The aim of developing this legal risk management system is to produce a seamless systems-based and IT-driven workflow process that should preferably be embedded in the enterprise’s day-to-day operations. This clearly has to be done with the aid of professional legal advisers who not only understand IT but should also have domain expertise in IT law. The ultimate objective in designing such a system is to create a system which does not require the inputs of the lawyers every time a legal risk issue has been identified and a solution is required. This assumes of course that a legal issue or problem can be identified by the non-lawyer involved in the day-to-day work at the operational level.

The design of such a structured legal risk management system driven by expert systems, however, is not without problems. For a start, there can be uncertainties in both the likelihood of the input events as well as the uncertainty of the rules themselves (eg, the legal requirements for violation of intellectual property rights). The parameters in assessing the legal risk exposures may also be vague and it is often these ‘shades of grey’ that are likely to cause difficulties in the design of the system.

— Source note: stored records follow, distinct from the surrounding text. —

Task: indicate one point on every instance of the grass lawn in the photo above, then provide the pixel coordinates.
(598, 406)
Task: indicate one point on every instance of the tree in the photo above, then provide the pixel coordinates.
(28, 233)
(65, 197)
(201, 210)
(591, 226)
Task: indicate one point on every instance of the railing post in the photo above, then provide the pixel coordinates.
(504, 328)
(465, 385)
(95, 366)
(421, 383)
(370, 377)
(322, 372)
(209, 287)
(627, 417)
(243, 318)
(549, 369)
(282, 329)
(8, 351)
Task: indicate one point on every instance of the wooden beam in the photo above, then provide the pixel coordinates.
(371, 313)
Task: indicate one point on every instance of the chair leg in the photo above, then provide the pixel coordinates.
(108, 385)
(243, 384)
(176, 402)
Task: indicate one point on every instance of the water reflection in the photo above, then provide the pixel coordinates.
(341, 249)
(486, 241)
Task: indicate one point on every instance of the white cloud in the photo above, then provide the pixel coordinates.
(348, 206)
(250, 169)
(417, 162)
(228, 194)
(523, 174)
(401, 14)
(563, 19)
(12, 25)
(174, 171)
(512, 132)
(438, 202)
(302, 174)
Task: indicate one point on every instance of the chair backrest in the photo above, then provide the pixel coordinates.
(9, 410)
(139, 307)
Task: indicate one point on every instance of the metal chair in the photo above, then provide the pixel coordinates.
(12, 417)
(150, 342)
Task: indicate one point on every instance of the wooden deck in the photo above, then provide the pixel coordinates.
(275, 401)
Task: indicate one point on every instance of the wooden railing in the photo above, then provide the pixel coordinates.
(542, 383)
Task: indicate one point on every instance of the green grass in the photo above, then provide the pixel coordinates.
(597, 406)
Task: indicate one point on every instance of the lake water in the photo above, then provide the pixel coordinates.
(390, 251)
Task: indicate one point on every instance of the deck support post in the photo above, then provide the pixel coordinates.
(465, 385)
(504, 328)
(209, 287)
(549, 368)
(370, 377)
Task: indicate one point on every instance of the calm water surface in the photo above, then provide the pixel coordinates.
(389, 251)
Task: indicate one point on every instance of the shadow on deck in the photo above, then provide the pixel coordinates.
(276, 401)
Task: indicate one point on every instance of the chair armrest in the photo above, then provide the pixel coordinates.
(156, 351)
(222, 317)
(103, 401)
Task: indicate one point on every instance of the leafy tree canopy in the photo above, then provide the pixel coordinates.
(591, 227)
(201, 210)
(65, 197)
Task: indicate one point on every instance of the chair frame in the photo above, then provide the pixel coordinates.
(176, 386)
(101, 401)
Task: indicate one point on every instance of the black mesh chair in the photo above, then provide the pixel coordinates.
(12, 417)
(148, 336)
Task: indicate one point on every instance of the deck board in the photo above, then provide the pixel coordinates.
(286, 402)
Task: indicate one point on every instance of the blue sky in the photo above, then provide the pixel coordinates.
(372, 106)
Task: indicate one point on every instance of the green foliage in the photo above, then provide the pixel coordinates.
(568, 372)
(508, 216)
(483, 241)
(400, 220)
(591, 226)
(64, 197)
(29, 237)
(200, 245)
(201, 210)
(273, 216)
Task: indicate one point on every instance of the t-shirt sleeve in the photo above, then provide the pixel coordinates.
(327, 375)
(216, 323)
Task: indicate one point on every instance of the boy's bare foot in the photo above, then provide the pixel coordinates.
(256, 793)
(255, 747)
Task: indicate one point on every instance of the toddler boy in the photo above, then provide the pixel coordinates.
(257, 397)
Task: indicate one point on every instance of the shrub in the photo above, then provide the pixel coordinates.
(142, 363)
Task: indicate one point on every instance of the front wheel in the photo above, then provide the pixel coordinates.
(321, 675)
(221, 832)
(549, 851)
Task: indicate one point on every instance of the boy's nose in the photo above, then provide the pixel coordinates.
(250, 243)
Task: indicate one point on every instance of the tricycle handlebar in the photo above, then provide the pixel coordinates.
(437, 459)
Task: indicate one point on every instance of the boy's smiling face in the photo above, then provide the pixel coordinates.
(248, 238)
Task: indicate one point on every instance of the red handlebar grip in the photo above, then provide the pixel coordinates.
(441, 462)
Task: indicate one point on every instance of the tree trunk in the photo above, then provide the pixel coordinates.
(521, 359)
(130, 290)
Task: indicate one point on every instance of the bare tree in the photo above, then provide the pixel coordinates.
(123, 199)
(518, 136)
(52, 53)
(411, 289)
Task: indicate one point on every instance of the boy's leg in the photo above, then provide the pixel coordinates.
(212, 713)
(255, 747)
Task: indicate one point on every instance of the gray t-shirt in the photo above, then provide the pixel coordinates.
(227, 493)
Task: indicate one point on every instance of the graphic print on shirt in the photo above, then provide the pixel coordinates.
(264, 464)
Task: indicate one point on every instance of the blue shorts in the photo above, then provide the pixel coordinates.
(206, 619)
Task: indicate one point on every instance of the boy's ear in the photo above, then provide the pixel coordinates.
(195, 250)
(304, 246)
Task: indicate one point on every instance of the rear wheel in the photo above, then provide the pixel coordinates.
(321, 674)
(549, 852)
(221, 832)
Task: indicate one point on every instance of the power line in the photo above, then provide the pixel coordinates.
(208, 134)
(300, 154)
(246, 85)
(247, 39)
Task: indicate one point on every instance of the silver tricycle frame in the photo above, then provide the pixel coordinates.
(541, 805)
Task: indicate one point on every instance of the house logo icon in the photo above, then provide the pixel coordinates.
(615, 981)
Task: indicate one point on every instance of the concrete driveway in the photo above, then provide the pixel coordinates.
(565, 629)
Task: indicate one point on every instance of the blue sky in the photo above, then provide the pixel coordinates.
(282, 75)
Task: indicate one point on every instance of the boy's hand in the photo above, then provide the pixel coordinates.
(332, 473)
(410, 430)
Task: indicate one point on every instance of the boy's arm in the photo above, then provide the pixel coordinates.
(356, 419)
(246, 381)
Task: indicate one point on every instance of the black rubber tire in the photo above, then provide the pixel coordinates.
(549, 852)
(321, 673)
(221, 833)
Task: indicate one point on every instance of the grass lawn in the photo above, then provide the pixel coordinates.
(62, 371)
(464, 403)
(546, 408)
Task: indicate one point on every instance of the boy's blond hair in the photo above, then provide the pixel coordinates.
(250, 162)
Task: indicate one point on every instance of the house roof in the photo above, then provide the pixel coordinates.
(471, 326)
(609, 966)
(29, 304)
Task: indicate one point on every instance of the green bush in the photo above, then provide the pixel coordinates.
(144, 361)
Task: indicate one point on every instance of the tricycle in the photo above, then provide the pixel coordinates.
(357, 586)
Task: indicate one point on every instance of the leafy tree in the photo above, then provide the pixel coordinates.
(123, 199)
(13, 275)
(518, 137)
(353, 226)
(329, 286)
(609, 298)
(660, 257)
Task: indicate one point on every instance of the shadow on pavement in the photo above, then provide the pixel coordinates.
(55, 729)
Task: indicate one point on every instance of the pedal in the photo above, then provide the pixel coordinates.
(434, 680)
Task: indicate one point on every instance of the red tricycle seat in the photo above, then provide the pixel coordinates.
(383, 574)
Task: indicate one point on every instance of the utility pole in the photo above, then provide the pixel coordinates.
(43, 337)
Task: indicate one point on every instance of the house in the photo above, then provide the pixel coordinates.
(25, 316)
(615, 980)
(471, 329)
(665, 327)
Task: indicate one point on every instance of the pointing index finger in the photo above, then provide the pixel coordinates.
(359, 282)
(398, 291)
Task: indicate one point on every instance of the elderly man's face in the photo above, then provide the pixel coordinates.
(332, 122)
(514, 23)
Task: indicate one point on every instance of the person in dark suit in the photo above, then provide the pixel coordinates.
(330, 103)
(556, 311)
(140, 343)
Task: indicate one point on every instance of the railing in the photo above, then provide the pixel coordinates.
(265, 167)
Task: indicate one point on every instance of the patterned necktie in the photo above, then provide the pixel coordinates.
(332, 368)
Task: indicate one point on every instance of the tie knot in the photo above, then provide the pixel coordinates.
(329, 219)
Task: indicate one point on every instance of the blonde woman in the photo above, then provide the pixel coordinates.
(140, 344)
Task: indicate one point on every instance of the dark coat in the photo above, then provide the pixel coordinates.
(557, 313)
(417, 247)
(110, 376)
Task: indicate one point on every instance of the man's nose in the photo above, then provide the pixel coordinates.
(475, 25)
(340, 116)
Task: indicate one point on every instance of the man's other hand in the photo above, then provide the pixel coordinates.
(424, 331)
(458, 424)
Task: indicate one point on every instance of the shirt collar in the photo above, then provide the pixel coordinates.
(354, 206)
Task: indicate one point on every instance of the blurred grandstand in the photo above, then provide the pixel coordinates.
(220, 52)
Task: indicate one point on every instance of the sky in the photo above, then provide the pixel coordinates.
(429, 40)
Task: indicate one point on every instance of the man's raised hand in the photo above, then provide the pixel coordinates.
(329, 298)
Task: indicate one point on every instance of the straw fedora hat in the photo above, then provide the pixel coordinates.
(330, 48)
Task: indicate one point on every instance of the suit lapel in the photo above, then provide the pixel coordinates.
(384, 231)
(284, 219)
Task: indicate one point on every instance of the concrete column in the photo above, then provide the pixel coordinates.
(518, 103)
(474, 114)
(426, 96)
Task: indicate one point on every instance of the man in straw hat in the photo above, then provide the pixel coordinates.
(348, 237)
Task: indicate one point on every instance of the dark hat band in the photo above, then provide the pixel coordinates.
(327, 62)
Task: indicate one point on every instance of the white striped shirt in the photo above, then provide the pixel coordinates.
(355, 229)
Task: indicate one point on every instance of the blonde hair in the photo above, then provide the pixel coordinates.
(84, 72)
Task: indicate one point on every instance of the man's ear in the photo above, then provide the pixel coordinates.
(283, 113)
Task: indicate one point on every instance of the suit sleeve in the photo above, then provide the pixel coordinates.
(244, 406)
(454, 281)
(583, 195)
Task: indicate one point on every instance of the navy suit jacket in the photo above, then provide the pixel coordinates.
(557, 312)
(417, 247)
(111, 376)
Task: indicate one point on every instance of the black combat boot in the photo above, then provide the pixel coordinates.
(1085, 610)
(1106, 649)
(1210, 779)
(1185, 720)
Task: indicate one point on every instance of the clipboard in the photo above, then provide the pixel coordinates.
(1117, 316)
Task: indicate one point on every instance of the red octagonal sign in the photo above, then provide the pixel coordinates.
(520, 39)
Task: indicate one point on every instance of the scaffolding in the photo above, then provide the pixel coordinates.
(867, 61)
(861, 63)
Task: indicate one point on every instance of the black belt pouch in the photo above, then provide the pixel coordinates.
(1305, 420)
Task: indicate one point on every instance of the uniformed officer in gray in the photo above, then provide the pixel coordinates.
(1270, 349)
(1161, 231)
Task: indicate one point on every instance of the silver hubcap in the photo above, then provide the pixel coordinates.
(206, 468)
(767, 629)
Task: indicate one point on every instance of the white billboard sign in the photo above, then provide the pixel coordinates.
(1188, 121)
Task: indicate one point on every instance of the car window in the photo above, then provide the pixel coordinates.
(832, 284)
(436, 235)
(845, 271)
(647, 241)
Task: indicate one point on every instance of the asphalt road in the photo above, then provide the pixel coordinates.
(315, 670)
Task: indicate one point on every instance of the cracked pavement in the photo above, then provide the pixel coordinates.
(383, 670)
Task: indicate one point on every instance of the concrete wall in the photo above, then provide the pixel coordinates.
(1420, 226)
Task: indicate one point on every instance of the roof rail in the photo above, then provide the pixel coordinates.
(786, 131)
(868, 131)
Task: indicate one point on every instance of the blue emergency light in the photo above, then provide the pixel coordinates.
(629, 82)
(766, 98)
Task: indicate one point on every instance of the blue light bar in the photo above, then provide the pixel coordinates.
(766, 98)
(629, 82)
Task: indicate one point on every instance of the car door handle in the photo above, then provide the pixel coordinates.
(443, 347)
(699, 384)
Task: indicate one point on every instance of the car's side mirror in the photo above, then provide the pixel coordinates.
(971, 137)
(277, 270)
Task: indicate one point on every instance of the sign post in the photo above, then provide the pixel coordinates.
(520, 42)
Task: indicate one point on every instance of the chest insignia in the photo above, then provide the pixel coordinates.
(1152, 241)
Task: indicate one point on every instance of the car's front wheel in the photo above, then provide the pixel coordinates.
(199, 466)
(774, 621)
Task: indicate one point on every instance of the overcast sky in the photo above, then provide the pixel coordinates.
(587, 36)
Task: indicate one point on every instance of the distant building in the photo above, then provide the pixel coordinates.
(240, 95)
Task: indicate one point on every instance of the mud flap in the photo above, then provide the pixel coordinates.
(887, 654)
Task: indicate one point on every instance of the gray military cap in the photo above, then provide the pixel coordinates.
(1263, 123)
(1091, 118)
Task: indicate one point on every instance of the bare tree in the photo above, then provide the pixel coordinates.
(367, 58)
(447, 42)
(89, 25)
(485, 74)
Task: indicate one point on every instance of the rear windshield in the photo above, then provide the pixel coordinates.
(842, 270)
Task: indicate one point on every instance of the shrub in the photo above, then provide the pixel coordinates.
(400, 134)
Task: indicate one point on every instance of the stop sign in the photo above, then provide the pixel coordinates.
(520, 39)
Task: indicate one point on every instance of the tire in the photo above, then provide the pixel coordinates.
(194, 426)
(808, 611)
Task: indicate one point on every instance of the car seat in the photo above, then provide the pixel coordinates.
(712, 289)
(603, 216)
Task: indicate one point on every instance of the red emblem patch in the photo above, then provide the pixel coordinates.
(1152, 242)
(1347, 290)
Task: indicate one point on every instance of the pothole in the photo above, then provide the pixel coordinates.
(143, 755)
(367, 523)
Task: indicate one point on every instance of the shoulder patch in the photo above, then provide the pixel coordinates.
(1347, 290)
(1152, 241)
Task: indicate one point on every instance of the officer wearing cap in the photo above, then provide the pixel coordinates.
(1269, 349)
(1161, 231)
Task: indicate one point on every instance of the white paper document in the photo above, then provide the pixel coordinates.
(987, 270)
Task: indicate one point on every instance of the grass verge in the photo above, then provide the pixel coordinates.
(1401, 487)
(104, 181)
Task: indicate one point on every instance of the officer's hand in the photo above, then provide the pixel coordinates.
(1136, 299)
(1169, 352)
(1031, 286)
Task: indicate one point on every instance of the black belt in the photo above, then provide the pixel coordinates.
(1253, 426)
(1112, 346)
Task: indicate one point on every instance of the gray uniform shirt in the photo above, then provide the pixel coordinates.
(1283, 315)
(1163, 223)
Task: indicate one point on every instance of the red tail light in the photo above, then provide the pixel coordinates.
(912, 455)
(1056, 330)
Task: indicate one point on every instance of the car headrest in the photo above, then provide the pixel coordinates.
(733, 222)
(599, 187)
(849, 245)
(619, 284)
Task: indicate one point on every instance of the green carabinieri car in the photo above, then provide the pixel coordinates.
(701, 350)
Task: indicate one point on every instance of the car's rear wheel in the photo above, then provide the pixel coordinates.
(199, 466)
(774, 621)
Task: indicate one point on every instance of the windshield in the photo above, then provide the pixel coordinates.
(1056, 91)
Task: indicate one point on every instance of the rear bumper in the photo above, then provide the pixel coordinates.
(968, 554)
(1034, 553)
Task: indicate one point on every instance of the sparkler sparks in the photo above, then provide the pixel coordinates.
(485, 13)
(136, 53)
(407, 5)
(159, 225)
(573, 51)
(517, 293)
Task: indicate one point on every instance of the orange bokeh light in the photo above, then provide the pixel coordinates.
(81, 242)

The utmost care must therefore be exercised in the design of the rules and the ‘if-then’ logic. A particular legal problem more often than not can have multiple and often very different dimensions and the limit of the system will be apparent as projections can only be based on one element out of many in the legal diagnostic review. This is the limit of any expert system that purports to manage complex legal risk assessment issue. But where the rules of law or the outcome of legal judgment can be clearly laid out in terms of the if/then rule, I see no reason why a reasonably effective legal risk management system cannot be designed that will improve the overall process of legal risk management by enterprises. n

Zaid Hamzah is an Advocate & Solicitor of the Supreme Court of Singapore and he is currently the CEO of Lexfutura (Global) as well as Managing Director of i-Knowledge Technologies Private Limited, Singapore, a legal technology solutions provider. Zaid is also an Adjunct Lecturer on Strategic Management of Legal Issues in e-Business at the Graduate School of Business at the National University of Singapore. He can be reached at


1. Excluding criminal issues as well as the law concerning defamation which is outside the purview of this article.

2. The planning phase includes defining the enterprise mission, performing internal analysis and evaluating the external environment. During the implementation phase, legal managers for example would select an appropriate strategy based on the information gathered in the planning phase and translate the strategy into organisational actions.